Originally Posted by

**moo** hello,

remember the definition (or property) of the continuity :

F is continuous $\displaystyle \leftrightarrow \forall \delta>0, \exists \epsilon>0,~ \forall x,~ |x-c|<\epsilon \rightarrow |f(x)-f(c)|<\delta$

(i inverted delta and epsilon from the usual definition so that it wouldn't confuse with the epsilon you're using in the text)
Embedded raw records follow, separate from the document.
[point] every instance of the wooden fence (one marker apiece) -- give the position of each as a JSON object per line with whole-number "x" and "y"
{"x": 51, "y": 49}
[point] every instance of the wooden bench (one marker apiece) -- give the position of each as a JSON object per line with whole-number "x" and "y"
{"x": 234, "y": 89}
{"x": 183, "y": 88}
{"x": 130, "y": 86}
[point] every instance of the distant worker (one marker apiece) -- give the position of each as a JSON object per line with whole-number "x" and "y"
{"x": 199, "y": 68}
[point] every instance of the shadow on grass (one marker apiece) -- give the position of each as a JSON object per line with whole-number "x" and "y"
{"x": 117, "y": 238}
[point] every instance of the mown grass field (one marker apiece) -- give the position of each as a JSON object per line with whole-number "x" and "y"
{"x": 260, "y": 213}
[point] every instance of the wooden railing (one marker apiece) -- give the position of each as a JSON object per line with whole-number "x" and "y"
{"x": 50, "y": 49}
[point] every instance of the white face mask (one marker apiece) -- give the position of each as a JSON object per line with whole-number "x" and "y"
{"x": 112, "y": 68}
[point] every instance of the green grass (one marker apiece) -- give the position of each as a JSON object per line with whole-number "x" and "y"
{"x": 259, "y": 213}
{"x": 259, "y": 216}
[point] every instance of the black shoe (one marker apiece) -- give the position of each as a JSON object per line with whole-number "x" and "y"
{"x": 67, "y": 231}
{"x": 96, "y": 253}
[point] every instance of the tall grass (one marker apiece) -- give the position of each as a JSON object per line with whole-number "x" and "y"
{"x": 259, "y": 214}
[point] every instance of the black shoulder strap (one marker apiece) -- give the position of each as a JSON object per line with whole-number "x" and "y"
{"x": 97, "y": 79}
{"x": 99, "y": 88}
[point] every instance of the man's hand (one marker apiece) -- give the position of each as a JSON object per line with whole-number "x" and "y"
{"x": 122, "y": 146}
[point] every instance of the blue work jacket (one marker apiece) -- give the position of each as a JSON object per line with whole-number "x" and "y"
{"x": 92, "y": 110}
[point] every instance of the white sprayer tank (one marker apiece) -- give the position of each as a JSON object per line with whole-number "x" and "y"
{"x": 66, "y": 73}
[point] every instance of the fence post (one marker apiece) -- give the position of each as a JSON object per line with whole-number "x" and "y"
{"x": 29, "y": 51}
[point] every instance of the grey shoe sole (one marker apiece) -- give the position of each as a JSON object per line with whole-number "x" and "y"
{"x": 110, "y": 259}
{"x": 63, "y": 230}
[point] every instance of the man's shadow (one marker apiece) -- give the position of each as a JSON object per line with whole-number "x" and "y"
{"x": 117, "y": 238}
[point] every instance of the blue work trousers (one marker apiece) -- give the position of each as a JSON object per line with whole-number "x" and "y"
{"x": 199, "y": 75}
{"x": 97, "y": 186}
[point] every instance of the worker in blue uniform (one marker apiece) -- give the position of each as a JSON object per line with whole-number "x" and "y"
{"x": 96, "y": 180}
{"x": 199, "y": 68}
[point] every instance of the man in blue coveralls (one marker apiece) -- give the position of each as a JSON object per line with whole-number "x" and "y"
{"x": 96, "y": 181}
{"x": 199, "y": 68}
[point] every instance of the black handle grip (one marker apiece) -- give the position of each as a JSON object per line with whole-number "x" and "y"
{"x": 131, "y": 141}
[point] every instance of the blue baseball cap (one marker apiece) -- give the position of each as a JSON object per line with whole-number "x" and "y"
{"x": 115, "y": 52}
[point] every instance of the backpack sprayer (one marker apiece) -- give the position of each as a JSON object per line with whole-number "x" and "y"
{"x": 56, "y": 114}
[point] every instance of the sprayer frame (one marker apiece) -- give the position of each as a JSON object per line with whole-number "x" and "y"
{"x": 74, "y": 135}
this means that the set : $\displaystyle \{\omega ~:~ |x_n(\omega)-a|< \epsilon \} \subseteq \{\omega ~:~ |g(x_n(\omega))-g(a)|< \delta \}$

one of the consequences of the kolmogorov axiomatic is that if $\displaystyle a \subseteq b$, then $\displaystyle \mathbb{p}(a) \leqslant \mathbb{p}(b)$

then use the second axiom of kolmogorov ($\displaystyle \mathbb{p}(a)\leqslant 1$) to prove that $\displaystyle \lim_{n \infty} \mathbb{p}(|g(x_n)-g(a)|<\delta)=1$

it should be easy from here (rofl)

yes.

I haven't been thinking very long on it, but my first idea would be, as above, to use the epsilon definition of $\displaystyle a_n \to a$ (nod)